Our Airbnb host, Janet, from Boulder, CO made the most interesting analogy to electric bikes I’ve ever heard. “Electric bikes are kind of like childbirth,” she started the conversation and noted my perplexed, unresponsive expression. “Okay, okay, hear me out,” she said, sensing that I wasn’t about to contribute much useful feedback. “Well, women who give birth to a child want to do it the natural way, but sometimes it gets too hard or painful and they opt for painkillers…you know, to make their lives a little easier. Electric bikes are kind of the same. Sometimes biking gets too hard and tiring, and you want to give yourself a break and make the whole thing easier.”
I would have never made this connection if it wasn’t for Janet, and I suppose to some extent she’s right. Sometimes, even for the most hard-core bikers, biking gets tough – and what better way to make your cycling commitments more manageable than with an electric bicycle?
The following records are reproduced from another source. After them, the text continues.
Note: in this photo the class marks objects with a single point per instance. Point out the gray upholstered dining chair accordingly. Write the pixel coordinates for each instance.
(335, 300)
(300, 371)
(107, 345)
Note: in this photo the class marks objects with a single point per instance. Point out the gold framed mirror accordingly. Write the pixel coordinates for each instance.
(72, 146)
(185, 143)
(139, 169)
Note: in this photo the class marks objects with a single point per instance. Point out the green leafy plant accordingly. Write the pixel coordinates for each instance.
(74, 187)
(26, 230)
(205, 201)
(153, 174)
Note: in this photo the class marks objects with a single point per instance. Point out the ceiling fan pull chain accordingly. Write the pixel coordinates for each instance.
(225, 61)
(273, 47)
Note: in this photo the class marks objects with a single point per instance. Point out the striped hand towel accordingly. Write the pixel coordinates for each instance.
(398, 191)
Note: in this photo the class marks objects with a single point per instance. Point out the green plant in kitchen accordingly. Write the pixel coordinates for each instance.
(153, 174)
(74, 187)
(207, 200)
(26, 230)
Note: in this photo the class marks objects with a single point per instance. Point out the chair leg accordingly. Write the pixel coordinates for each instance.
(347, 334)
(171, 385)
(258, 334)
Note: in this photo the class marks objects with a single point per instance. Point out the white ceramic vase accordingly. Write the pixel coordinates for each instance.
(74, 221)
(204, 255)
During my intermission from cycling, I got a first-hand peek into Janet’s make-your-life easier analogy.
I went back to my home in Bellingham, when I was dealing with my injury, and spent much time discussing our trip and electric bikes with my friends. They had lots of questions and I did my best to describe the components, mechanics, etc. During one exchange of e-bike trivia at a potluck, a young man entered the room, overheard our conversation and addressed me, wide-eyed and enthused, “Are you talking about electric bikes? I just got one two weeks ago!”
His name is Dylan and he is a young, gregarious man who works at the local community bike shop. He is a true Bellinghampster (a local nickname) at heart: an environmentally conscious, local-food eating, croc-wearing biker. Bellingham is full of outdoor-loving, hard-core bicyclists and it would only be fair to group Dylan into this category. He’s not the spandex-wearing, race-til-you-drop type. He’s the 66-mile daily commute sort.
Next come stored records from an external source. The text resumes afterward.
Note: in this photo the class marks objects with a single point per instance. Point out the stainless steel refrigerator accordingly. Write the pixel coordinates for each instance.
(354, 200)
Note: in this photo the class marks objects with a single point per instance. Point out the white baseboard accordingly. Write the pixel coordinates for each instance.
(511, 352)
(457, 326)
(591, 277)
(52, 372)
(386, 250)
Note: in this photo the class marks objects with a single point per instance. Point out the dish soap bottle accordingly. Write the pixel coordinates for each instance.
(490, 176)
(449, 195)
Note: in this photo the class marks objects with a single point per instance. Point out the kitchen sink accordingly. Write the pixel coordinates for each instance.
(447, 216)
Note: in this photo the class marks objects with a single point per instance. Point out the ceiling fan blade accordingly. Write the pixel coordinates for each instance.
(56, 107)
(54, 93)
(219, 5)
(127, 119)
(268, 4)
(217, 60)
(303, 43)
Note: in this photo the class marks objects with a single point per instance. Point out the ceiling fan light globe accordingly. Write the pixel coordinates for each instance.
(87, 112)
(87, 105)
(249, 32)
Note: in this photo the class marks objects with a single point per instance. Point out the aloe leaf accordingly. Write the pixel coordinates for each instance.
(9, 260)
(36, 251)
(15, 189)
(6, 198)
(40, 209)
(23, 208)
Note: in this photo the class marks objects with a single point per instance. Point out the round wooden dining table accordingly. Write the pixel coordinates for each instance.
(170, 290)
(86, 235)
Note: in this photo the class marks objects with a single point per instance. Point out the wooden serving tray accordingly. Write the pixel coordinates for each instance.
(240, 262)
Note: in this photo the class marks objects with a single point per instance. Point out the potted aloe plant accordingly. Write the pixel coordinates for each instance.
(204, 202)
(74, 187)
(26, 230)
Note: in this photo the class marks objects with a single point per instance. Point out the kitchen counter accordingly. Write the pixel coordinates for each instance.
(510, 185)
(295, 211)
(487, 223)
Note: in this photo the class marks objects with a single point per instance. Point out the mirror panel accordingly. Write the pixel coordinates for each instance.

Dylan has never owned a car and always depended on biking for transportation. He used his road bicycle to complete his 33-mile one-way commute to Bellingham, until his girlfriend shared her concerns. “You’ve got no life left in you,” she’d say to him when he’d come home tired and lifeless after a full day of busy work at the bike shop and biking 66 miles on top of it. Not one to ignore his partner’s worries or his own body, he started looking into alternatives. He certainly wasn’t about to give up his pristine 7-acre property and wooden hut to move into town for a shorter commute. And then it hit him: the perfect solution. An electric bike!
He searched until he found the perfect model for his needs and he couldn’t be happier. “It’s amazing, I go up hills, carrying 60 pounds of cargo and giggling!” He is now able to haul everything he needs on his long trek home, including groceries, gear, and – to fit the ultimate Pacific Northwest stereotype – a few six-packs of micro-brew beer (to soothe the aching muscles of course). But the best part is that he’s able to come home with enough energy to do other things besides fall into a post-biking coma.
For Dylan, electric bikes are an innovative way to make long-distance commutes a viable cycling option, and to confirm Janet’s astute observation, make life easier. I don’t how much he would like to be grouped into an analogy about women giving birth, but he definitely admits that his life is more simple. I’m sure his girlfriend does too.
Dylan is just one example. There are many others who want to commute or just plain ride a bike, but can’t because of long distances, hills, fitness levels, age, etc. The electric bike not only removes these barriers, but makes cycling easier for many people. So, whether you want to commute 66 miles to work or brave the hills leading to your house, but both prospects seem overwhelmingly difficult, an e-bike is the solution.
There you have it. Now you know that childbirth and electric bikes are more alike than you would have ever guessed.